Oil sinks below $63 to lowest in over five-years on glut, weak demand
Brent crude oil slipped on Friday to below $63 a barrel, its lowest since July 2009, on persistent concerns over a global supply glut and a sluggish demand outlook.
Brent is down roughly 9 percent this week, some 45 percent below its June peak above $115 per barrel.
Oil prices will likely come under further downward pressure, the International Energy Agency said as it cut its outlook for demand growth in 2015 and predicted that healthy non-OPEC supply gains were poised to aggravate the glut.
The agency, which coordinates the energy policies of industrialized countries, cut its outlook for global oil demand growth for 2015 by 230,000 barrels per day (bpd) to 0.9 million bpd on expectations for lower fuel consumption in Russia and other oil-exporting countries.
"It spells out the main scenarios that are in the market and said that stockpiles will be substantially bigger in the first half of 2015," said Bjarne Schieldrop, chief commodity analyst for SEB in Oslo.
The Organization of the Petroleum Exporting Countries (OPEC), which accounts for a third of global oil output, cut its 2015 demand forecast this week to the lowest in more than a decade.
"It's following the trend lower.
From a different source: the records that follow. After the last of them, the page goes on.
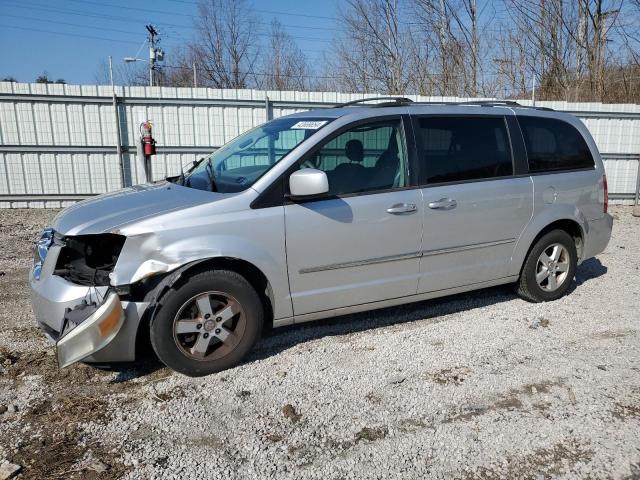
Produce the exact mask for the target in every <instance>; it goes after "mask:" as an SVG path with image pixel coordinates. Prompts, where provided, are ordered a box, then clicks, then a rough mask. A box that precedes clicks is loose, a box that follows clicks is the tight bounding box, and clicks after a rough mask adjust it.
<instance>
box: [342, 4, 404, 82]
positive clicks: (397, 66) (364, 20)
mask: <svg viewBox="0 0 640 480" xmlns="http://www.w3.org/2000/svg"><path fill="white" fill-rule="evenodd" d="M346 4H347V7H346V9H345V10H344V11H341V12H340V21H341V24H342V26H343V32H342V35H341V37H340V38H339V39H338V41H337V42H336V46H335V50H336V51H335V55H336V59H337V62H336V63H337V65H336V67H337V69H336V70H337V74H338V75H339V76H340V77H341V78H343V79H344V80H343V81H342V83H343V85H345V86H346V87H347V88H349V89H351V90H353V91H366V90H377V91H380V92H384V93H390V94H402V93H405V92H406V91H407V89H408V88H409V87H410V78H409V75H408V71H409V70H410V69H409V68H408V67H409V65H408V58H407V56H406V55H405V52H406V51H408V50H409V49H410V46H411V41H412V39H411V33H410V31H409V30H408V29H407V28H406V27H405V26H404V23H405V22H402V21H401V13H400V10H399V7H398V0H347V2H346Z"/></svg>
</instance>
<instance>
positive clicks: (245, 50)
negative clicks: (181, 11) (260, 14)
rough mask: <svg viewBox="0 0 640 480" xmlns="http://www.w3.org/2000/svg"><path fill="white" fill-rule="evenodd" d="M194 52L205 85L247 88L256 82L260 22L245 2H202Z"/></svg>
mask: <svg viewBox="0 0 640 480" xmlns="http://www.w3.org/2000/svg"><path fill="white" fill-rule="evenodd" d="M195 30H196V32H197V35H198V37H197V40H195V41H194V42H193V43H192V44H191V50H192V52H193V55H194V57H195V58H197V67H198V71H201V72H202V76H203V83H204V84H206V85H209V86H212V87H215V88H246V87H248V86H249V84H250V82H252V81H253V80H254V67H255V64H256V60H257V57H258V51H259V42H258V32H259V30H258V21H257V20H256V17H255V15H254V14H253V13H252V11H251V10H250V8H249V6H248V5H247V3H246V2H245V0H225V1H223V0H200V3H199V4H198V16H197V18H196V21H195Z"/></svg>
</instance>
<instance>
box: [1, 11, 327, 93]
mask: <svg viewBox="0 0 640 480" xmlns="http://www.w3.org/2000/svg"><path fill="white" fill-rule="evenodd" d="M337 1H338V0H315V1H314V0H296V1H286V0H262V1H260V0H255V1H253V2H252V3H253V5H254V10H255V13H256V15H257V16H258V18H259V20H260V22H263V23H264V25H263V28H264V32H265V33H266V32H267V31H268V25H269V23H270V22H271V20H272V19H273V18H277V19H278V20H279V21H280V22H281V23H282V24H283V26H284V28H285V30H286V31H287V32H288V33H289V34H290V35H292V36H293V37H294V38H295V40H296V42H297V44H298V46H300V48H301V49H302V50H303V51H304V52H305V55H306V56H307V58H308V59H309V60H310V62H311V63H312V64H313V63H315V61H316V60H317V59H319V58H321V52H322V50H323V49H324V48H327V47H328V46H329V45H330V41H331V39H332V38H333V35H334V34H335V33H336V31H335V28H336V26H335V15H336V9H337V6H336V5H337ZM196 4H197V0H138V1H135V2H134V1H132V0H104V1H102V0H55V1H54V0H0V45H2V47H0V78H4V77H7V76H12V77H14V78H16V79H17V80H18V81H20V82H32V81H34V80H35V78H36V77H37V76H38V75H40V74H41V73H42V72H43V71H46V72H47V73H48V74H49V78H52V79H57V78H63V79H64V80H65V81H66V82H67V83H73V84H90V83H94V82H95V80H94V78H95V74H96V71H97V70H98V67H99V64H100V63H101V61H103V60H104V59H105V58H107V57H108V56H109V55H112V56H113V59H114V62H122V58H124V57H126V56H133V55H135V54H136V52H137V51H138V50H139V48H140V46H141V45H142V44H143V42H145V39H146V30H145V25H146V24H147V23H153V24H154V25H156V26H157V27H158V30H159V31H160V32H161V33H162V42H161V46H162V47H163V48H164V49H165V51H166V52H167V55H166V61H167V63H169V64H170V62H171V50H172V47H175V46H177V45H179V44H180V43H181V42H183V41H184V40H185V39H189V38H191V37H192V35H193V32H192V28H191V25H192V23H193V15H195V14H196V10H197V6H196ZM285 13H286V14H285ZM263 38H264V37H263ZM144 53H145V52H144V51H143V54H141V56H143V57H144Z"/></svg>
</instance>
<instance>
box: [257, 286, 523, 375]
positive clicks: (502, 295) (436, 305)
mask: <svg viewBox="0 0 640 480" xmlns="http://www.w3.org/2000/svg"><path fill="white" fill-rule="evenodd" d="M514 298H516V295H515V293H514V292H513V290H512V289H511V288H510V287H509V286H504V285H503V286H499V287H491V288H486V289H482V290H476V291H473V292H467V293H461V294H456V295H450V296H447V297H440V298H437V299H431V300H424V301H421V302H416V303H409V304H405V305H399V306H396V307H389V308H383V309H379V310H370V311H366V312H361V313H355V314H350V315H342V316H339V317H333V318H330V319H326V320H318V321H314V322H309V323H301V324H297V325H290V326H286V327H280V328H277V329H273V330H270V331H268V332H267V333H266V334H265V336H264V338H263V339H262V340H261V341H260V342H259V343H258V345H257V346H256V349H255V351H254V353H253V354H251V355H250V356H249V358H248V359H247V361H248V362H252V361H255V360H261V359H264V358H267V357H270V356H272V355H276V354H278V353H279V352H281V351H284V350H287V349H289V348H291V347H293V346H295V345H297V344H300V343H304V342H308V341H312V340H316V339H319V338H323V337H328V336H340V335H349V334H353V333H358V332H362V331H365V330H373V329H376V328H382V327H390V326H396V325H402V324H406V323H410V322H415V321H418V320H419V321H421V322H427V323H429V324H435V323H439V322H442V321H445V320H446V319H445V318H443V317H445V316H446V315H451V314H455V313H458V312H462V311H469V310H473V309H476V308H482V307H486V306H489V305H494V304H496V303H502V302H506V301H509V300H513V299H514Z"/></svg>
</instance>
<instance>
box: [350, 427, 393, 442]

The market has reacted strongly to the OPEC forecast cut, and it is focusing only on the negative," said Hans van Cleef, senior energy economist at ABN Amro in Amsterdam.
He added that there was little technical support until the $50-55 level.
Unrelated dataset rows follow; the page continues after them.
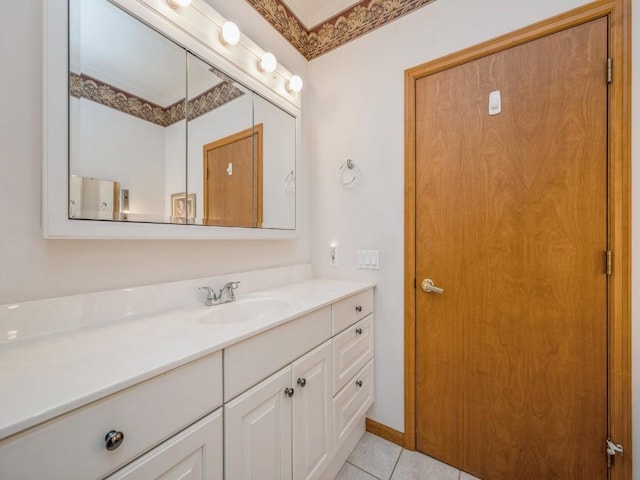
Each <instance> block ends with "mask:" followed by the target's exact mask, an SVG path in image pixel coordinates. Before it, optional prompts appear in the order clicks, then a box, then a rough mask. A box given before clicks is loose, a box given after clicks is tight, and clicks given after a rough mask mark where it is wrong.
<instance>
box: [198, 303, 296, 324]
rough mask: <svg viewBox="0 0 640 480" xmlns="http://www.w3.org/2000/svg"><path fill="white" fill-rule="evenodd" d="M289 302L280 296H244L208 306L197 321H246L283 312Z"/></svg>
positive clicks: (226, 322) (238, 321)
mask: <svg viewBox="0 0 640 480" xmlns="http://www.w3.org/2000/svg"><path fill="white" fill-rule="evenodd" d="M290 305H291V302H290V301H289V300H287V299H285V298H280V297H244V298H238V299H237V300H236V301H235V302H230V303H225V304H223V305H215V306H213V307H208V308H207V312H206V313H205V314H203V315H202V316H201V317H200V319H199V321H200V323H204V324H207V325H213V324H220V323H236V322H246V321H248V320H256V319H262V318H266V317H273V316H274V315H279V314H282V313H284V312H285V311H286V310H287V309H288V308H289V306H290Z"/></svg>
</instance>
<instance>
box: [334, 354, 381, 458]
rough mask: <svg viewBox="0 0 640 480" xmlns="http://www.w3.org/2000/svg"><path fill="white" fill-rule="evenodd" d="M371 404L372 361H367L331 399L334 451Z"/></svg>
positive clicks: (344, 440) (371, 402) (372, 396)
mask: <svg viewBox="0 0 640 480" xmlns="http://www.w3.org/2000/svg"><path fill="white" fill-rule="evenodd" d="M372 403H373V360H371V361H369V363H367V364H366V365H365V367H364V368H363V369H362V370H360V371H359V372H358V373H357V374H356V375H355V376H354V377H353V378H352V379H351V380H350V381H349V383H348V384H347V385H346V386H345V387H344V388H343V389H342V390H340V393H338V395H336V396H335V397H334V398H333V412H334V417H333V419H334V428H333V431H334V435H335V442H334V443H335V448H336V451H337V449H339V448H340V447H341V446H342V443H343V442H344V441H345V440H346V439H347V438H348V437H349V434H350V433H351V431H352V429H353V428H355V427H356V426H357V425H358V419H359V418H360V417H362V416H363V415H364V414H365V413H366V411H367V409H368V408H369V407H370V406H371V404H372Z"/></svg>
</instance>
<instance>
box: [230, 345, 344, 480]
mask: <svg viewBox="0 0 640 480" xmlns="http://www.w3.org/2000/svg"><path fill="white" fill-rule="evenodd" d="M330 380H331V342H330V341H327V342H325V343H324V344H322V345H321V346H319V347H318V348H316V349H314V350H313V351H311V352H309V353H308V354H307V355H304V356H303V357H302V358H300V359H298V360H296V361H295V362H293V364H291V365H289V366H287V367H285V368H283V369H281V370H280V371H278V372H277V373H275V374H273V375H272V376H271V377H269V378H268V379H266V380H264V381H263V382H261V383H259V384H258V385H256V386H255V387H253V388H252V389H250V390H249V391H247V392H245V393H244V394H242V395H240V396H239V397H238V398H236V399H234V400H233V401H231V402H229V403H228V404H226V405H225V446H226V450H225V451H226V456H227V458H226V477H225V478H227V479H242V480H248V479H254V480H266V479H291V478H293V479H296V480H298V479H299V480H311V479H316V478H319V475H320V474H321V473H322V472H323V471H324V469H325V467H326V465H327V464H328V462H329V460H330V457H331V454H332V451H331V445H332V433H331V432H332V427H333V421H332V412H331V408H332V402H331V388H332V385H331V381H330Z"/></svg>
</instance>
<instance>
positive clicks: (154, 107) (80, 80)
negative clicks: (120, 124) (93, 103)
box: [69, 72, 244, 127]
mask: <svg viewBox="0 0 640 480" xmlns="http://www.w3.org/2000/svg"><path fill="white" fill-rule="evenodd" d="M214 73H215V72H214ZM69 93H70V95H72V96H74V97H76V98H86V99H88V100H91V101H94V102H96V103H99V104H100V105H104V106H106V107H110V108H113V109H115V110H118V111H120V112H123V113H126V114H128V115H133V116H134V117H137V118H140V119H142V120H146V121H148V122H151V123H155V124H156V125H160V126H161V127H168V126H169V125H173V124H174V123H176V122H179V121H180V120H183V119H184V118H185V114H184V99H183V100H179V101H177V102H176V103H174V104H173V105H169V106H168V107H161V106H159V105H156V104H155V103H152V102H148V101H147V100H144V99H142V98H140V97H138V96H136V95H133V94H131V93H128V92H125V91H124V90H120V89H118V88H116V87H113V86H111V85H109V84H107V83H104V82H102V81H100V80H97V79H95V78H92V77H90V76H88V75H85V74H80V75H78V74H77V73H73V72H71V73H69ZM242 95H244V92H243V91H242V90H240V89H238V88H236V87H235V86H234V85H233V84H232V83H230V82H229V81H223V82H222V83H219V84H218V85H216V86H215V87H213V88H210V89H209V90H207V91H206V92H203V93H201V94H200V95H198V96H197V97H195V98H194V99H192V100H189V102H188V105H187V118H188V119H189V120H194V119H196V118H198V117H200V116H202V115H204V114H205V113H208V112H210V111H212V110H215V109H216V108H218V107H221V106H222V105H225V104H227V103H229V102H231V101H232V100H235V99H236V98H238V97H240V96H242Z"/></svg>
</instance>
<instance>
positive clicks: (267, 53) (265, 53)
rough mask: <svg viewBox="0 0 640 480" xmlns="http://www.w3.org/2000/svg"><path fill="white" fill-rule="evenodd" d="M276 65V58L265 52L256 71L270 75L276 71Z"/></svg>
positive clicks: (274, 56)
mask: <svg viewBox="0 0 640 480" xmlns="http://www.w3.org/2000/svg"><path fill="white" fill-rule="evenodd" d="M277 65H278V61H277V60H276V56H275V55H274V54H273V53H271V52H267V53H265V54H264V55H262V58H261V59H260V61H259V62H258V70H260V71H261V72H269V73H271V72H273V71H274V70H275V69H276V66H277Z"/></svg>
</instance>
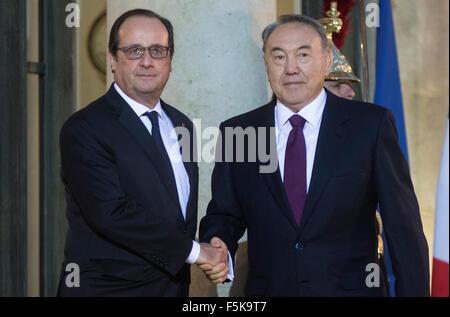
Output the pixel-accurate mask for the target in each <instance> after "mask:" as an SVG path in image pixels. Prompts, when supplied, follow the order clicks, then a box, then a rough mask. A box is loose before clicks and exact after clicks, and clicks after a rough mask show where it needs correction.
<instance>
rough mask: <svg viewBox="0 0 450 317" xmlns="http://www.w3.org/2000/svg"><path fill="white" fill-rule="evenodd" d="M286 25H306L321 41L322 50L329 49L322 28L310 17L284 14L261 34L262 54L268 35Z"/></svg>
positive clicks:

Brent was down 54 cents at $63.14 per barrel by 4:57 a.m. EST, having hit an intraday low of $62.75.
U.S. crude was down 74 cents at $59.21 a barrel, after falling to a low of $58.80, also the weakest since July 2009. The contract has lost about 10 percent this week.
Top energy consumer China released data on Friday showing near-record refinery runs in November, with factory output growth weaker than expected.
High Chinese oil demand, which has remained above 10 million bpd for the past three months, could help provide a floor for prices.
Remarks by Saudi Arabia's oil minister reiterating that the kingdom will not cut output, and a surprise jump in U.S. crude and distillate inventories, have driven down prices this week.
OPEC exporters are battling for market share. Kuwait has set the official selling price for crude sales to Asian buyers for January at $3.95 a barrel below the average of Oman/Dubai quotes, a trader said, its lowest since December 2008.